Accelerated diffusion-based recommendation algorithm on tripartite graphs with GPU clusters

Exorbitant computation cost hinders the practical application of recommendation algorithm, especially in time-critical application scenario. Although experiments show that recommendation algorithm based on an integrated diffusion on user-item-tag tripartite graphs can significantly improve accuracy, diversification and novelty of recommendation, it is also very time-consuming. Therefore, a parallel solution is frequently needed to improve the performance of the algorithm. This paper explicitly presents the parallel implementation and optimizations of diffusion-based recommendation on weighted tripartite graphs algorithm using Compute Unified Device Architecture (CUDA) and related optimization solutions including shared memory, stream scheduling and GPU cluster optimization.
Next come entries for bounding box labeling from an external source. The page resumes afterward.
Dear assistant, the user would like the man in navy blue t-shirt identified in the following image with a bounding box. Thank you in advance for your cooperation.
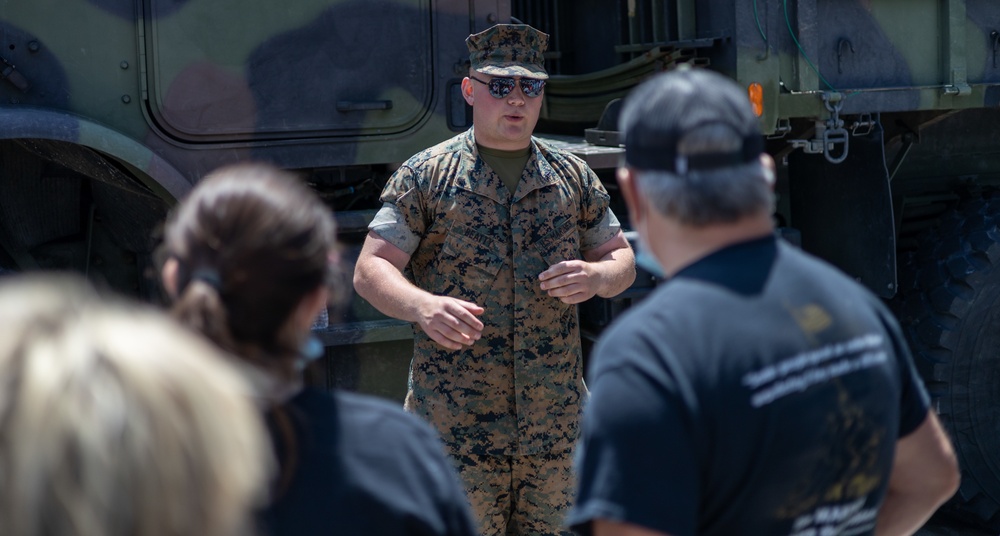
[569,70,958,536]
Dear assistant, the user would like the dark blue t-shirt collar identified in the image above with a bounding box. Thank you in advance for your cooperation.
[671,234,778,295]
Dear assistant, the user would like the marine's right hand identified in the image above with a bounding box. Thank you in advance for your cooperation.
[417,296,485,350]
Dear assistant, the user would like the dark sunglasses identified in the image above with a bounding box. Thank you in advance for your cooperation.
[469,76,545,99]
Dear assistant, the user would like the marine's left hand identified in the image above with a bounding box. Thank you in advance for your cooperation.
[538,260,601,304]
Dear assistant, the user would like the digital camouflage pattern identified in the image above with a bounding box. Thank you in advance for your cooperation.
[455,449,576,536]
[370,130,619,455]
[465,24,549,79]
[7,0,1000,533]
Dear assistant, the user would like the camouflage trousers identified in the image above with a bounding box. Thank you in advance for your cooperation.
[452,448,576,536]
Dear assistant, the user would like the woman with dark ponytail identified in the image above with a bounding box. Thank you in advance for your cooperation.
[162,163,475,536]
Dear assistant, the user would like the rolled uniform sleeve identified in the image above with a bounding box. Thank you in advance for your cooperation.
[580,169,621,251]
[368,167,427,255]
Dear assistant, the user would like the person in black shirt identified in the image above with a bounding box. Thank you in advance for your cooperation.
[162,163,475,536]
[569,70,958,536]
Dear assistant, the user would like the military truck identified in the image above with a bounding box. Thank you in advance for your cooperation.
[0,0,1000,530]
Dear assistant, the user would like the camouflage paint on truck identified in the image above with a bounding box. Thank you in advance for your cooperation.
[7,0,1000,530]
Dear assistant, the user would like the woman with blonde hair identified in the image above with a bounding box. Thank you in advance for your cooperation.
[162,163,474,536]
[0,274,272,536]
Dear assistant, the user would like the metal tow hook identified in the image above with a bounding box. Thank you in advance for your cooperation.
[823,92,850,164]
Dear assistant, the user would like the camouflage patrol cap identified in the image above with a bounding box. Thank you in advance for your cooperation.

Compared to the algorithm running on a single CPU core, the unoptimized GPU kernel can achieve 153.9 speedup on average with the input dataset consists of 30000 records on GTX 980. With shared memory applied, the time cost on memory access saves about 50% on dataset of 90000 records and with 2 way streams scheduling, the kernel's performance improves about 7% ~ 13%. Based on the optimized kernel, we evaluate the performance of the algorithm with customized socket communication mechanism on GPU clusters. And compared to a single GPU node, we achieve 7.55 speedup on clusters of 9 GPUs when recommending for 8000 users. Besides this, the speedup of GPU clusters is also 26.1 times of the speedup of our CPU clusters of 9 nodes and 1586.28 times of serial algorithm on one CPU core. It proves that GPU technology can dramatically improve the algorithm's performance.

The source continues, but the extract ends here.